- Born: 15 May 1897 Kraków
- Died: 4 January 1959 (aged 61) Paris
- Occupation: Lawyer

= Antoni Nowak-Przygodzki =

Polish anti-communist exile and lawyer

Antoni Michał Nowak-Przygodzki (15 May 1897, Jarosław – 4 January 1959, Paris) was a lawyer, a political activist, and a leading figure of the Polish anticommunist exile in France.

== Life ==
Born in 1897 in Jarosław, Galicia, Austria-Hungary, of he took part in World War I and later in the Polish–Ukrainian War. He also fought in the Soviet-Polish War as a lieutenant alongside General Józef Piłsudski. In recognition for his efforts, he was awarded the Cross of Valour in 1921. After completing a Ph.D. in 1919, he became a Professor of Law, he started conducting research, and he opened his own firm. In 1919, he married Zofia Gumowska, with whom he would have four children.

During World War II, he was not mobilized, but he became responsible for the handling of refugees coming to Lviv. After the arrival of the Red Army, he joined the underground resistance in September 1939 due to his prewar activities and left for Warsaw in the fall of 1940. He participated in Warsaw uprising and, after the defeat, he was sent to the Bergen-Belsen concentration camp. After his liberation by the British, he was charged with cultural and education tasks in the British zone of occupation in Germany until his demobilisation in 1947.

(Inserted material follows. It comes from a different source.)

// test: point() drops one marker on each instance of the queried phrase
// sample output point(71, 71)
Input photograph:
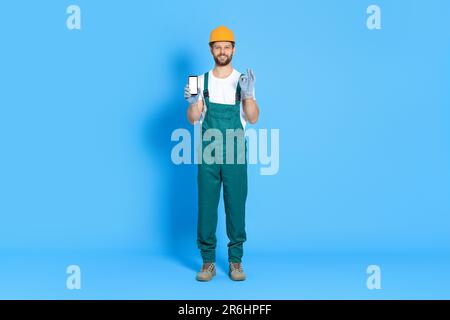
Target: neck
point(222, 71)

After the war, he settled in France. Close to the circle of Polish intellectuals connected to the exile magazine Kultura and the Institut littéraire in Maisons-Laffitte, he was a contributor for the journal Zeszytów Historycznych. He was also member and later Vicepresident of the Union of Polish War Refugees. In 1949, August Zaleski, President of the Polish Republic in Exile, named him member of the National Council of Poland established in London. From 1950 onwards, he was also active as an academic and teacher in different institutions such as Polish Historical and Literary Society in Paris and the Free Europe University in Exile in Strasbourg, until his death in 1959.

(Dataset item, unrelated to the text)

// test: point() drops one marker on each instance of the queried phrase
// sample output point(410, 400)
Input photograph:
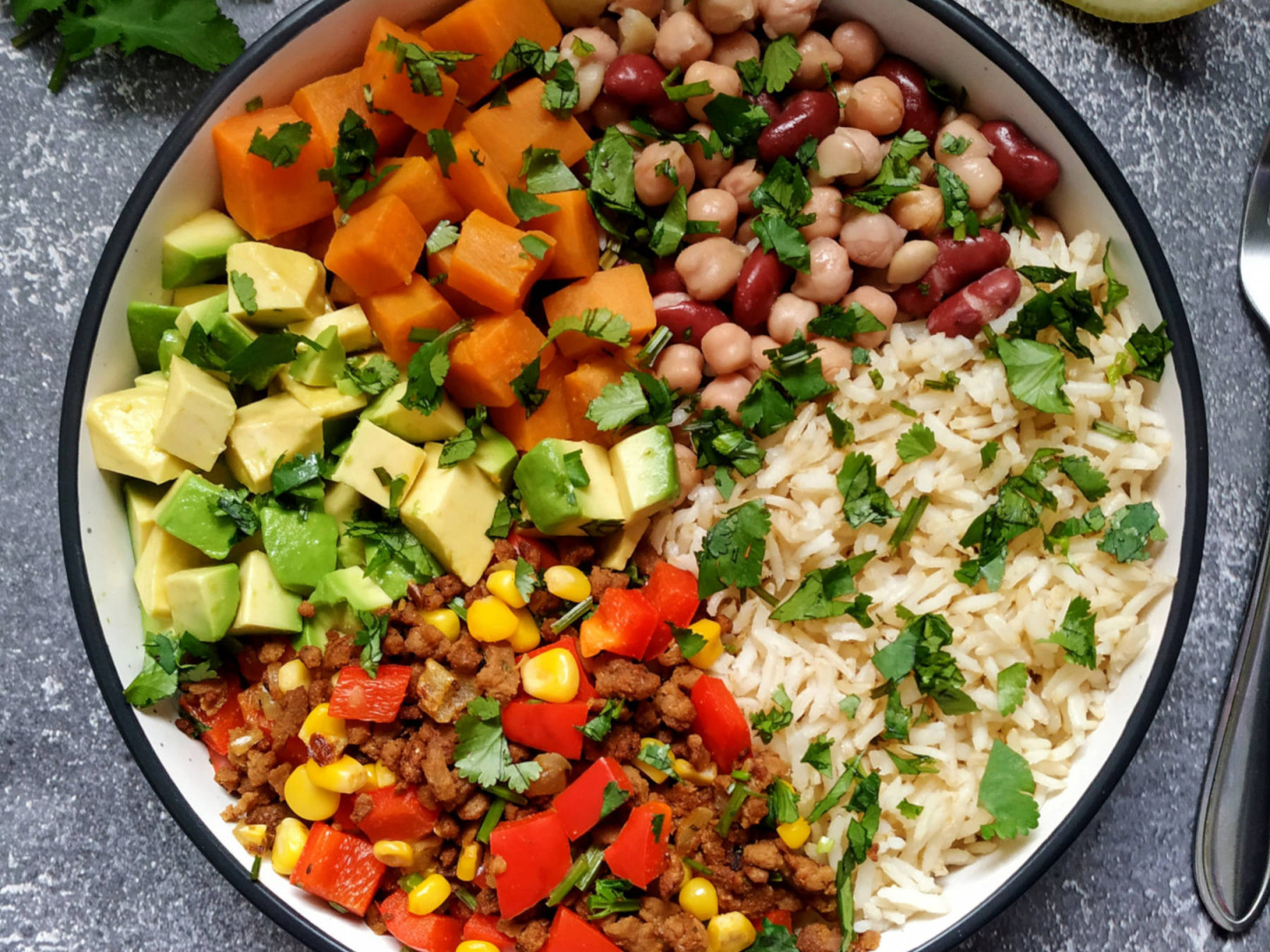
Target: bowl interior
point(328, 37)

He was the father of Jadwiga Czachowska.

== Bibliography ==

- Veronika Durin-Hornyik (2019), "Le Collège de l’Europe libre et la préparation de la construction démocratique de l’Europe de l’Est (1948-1958)", Relations internationales, 2019/4, Nr 180, pp. 13–25.
- Veronika Durin-Hornyik (2018), Le Collège de l’Europe libre : une opération de guerre psychologique américaine menée en France à l’égard de la jeunesse des pays communistes de l’Europe de l’Est (1948-1958), doctoral dissertation, Université Paris-Est Créteil.
- Maria Nowak (2019), Pour notre liberté et la vôtre. Comment la Pologne a été abandonnée par ses alliés, Librinova.

== Archives ==
Antoni Nowak-Przygodzki's personal archives are currently held at the Polish Library in Paris. His collection mostly includes documents concerning his activities in the period following the Second World War.